3 Essential Steps To Maximize Gross Profits On Auction Cars

April 26, 2016

If you ask dealers for their top complaint about the used car business, many will say it’s difficult, if not impossible, to acquire wholesale vehicles “on the money.”

Dig a little deeper, and the root of the complaint becomes clear—dealers believe they can’t make the gross profit they would like to see in their used vehicle department, particularly on units they acquire from auction.

Part of the complaint owes to market conditions. Front-end grosses on most used vehicles simply aren’t what they used to be, thanks to increased price transparency. National Automobile Dealers Association data shows that the front-end gross profit as a percentage of the sales price of used vehicles has declined 20 percent over the last several years and, judging from recent industry reports, the downward trend continues.

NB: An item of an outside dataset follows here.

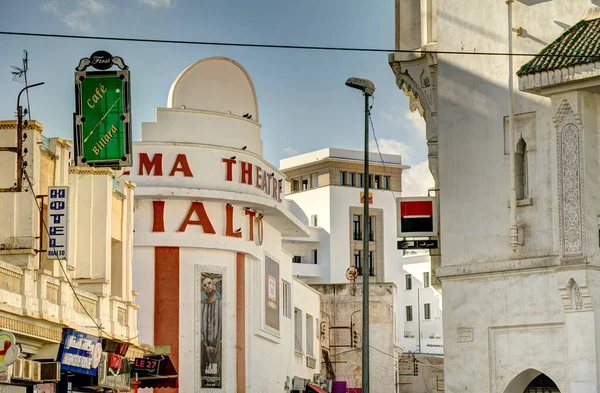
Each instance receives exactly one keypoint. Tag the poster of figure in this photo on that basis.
(271, 293)
(211, 326)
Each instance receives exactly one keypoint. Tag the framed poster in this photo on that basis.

But I would submit that the real reason dealers find auction cars profit-problematic owes to the ways they identify, purchase and manage these vehicles as part of their broader inventory management strategy.

Let’s take a closer look at each:

usedcars-01Identify: It used to be OK to just go to the auction and buy some cars. Not anymore. The market’s too competitive, transparent and volatile for such gut-driven guesswork. The best dealers today know exactly what they plan to buy before they spend any time in the lanes or online. They are extremely precise, as well, placing the highest priority on cars that meet the color-, condition-, equipment-, mileage- and profit-parameters that fit their market. Most use technology and tools to achieve this level of precision, purpose and specificity with their auction buy lists. It shouldn’t be too surprising that dealers who operate in a less sophisticated manner often have the most difficulty finding the right cars.

Purchase: Today’s best dealers approach the purchase of an auction unit the same way. It’s a dispassionate, stone-cold analysis. They assess whether they can buy the car they need on the money, with precise knowledge of the profit to expect, given how much they’ll pay for the car and put into it. They use technology and tools to estimate all the cost inputs—acquisition price, packs, post-sale inspections, transportation, and other fees, and determine their potential gross before the bidding starts. Likewise, these dealers are disciplined. They rarely purchase outside their pre-set parameters and, when they do, they have a very good reason.

Manage: Top-performing dealers know that, in today’s market, auction cars represent their most costly and risky used vehicle investments. This understanding drives the care and precision they apply to consistently knowing the right cars and buying them on the money. But this understanding carries further—to each day and every stage the dealer owns this more costly and risky investment. Auction cars get more attention and scrutiny in reconditioning, in online merchandising and in the ongoing reviews of asking prices compared to trade-in vehicles.

This level of extra-scrupulous management oversight is necessary to maximize profit and minimize risk. As one dealer put it, “I don’t like to have any over-age vehicles in my inventory, but I absolutely hate it when we let auction vehicles age. More often than not, we end up with a loss we could have avoided.”

Dealers who strive to heed these three best practices will typically find improvements in their front-end gross profits. Such gains stand to reason: They’ve got the right cars, they bought them correctly and they’ve done everything they can to maximize each unit’s return on investment.

These dealers may still believe that front-end gross profits aren’t what they should be for auction-sourced inventory.

But this belief is more of a commentary on current market conditions, and the all-points effort that’s now required to optimize used vehicle performance and profitability. These dealers understand there’s money to be made with auction vehicles if you have the fortitude and know-how to make it.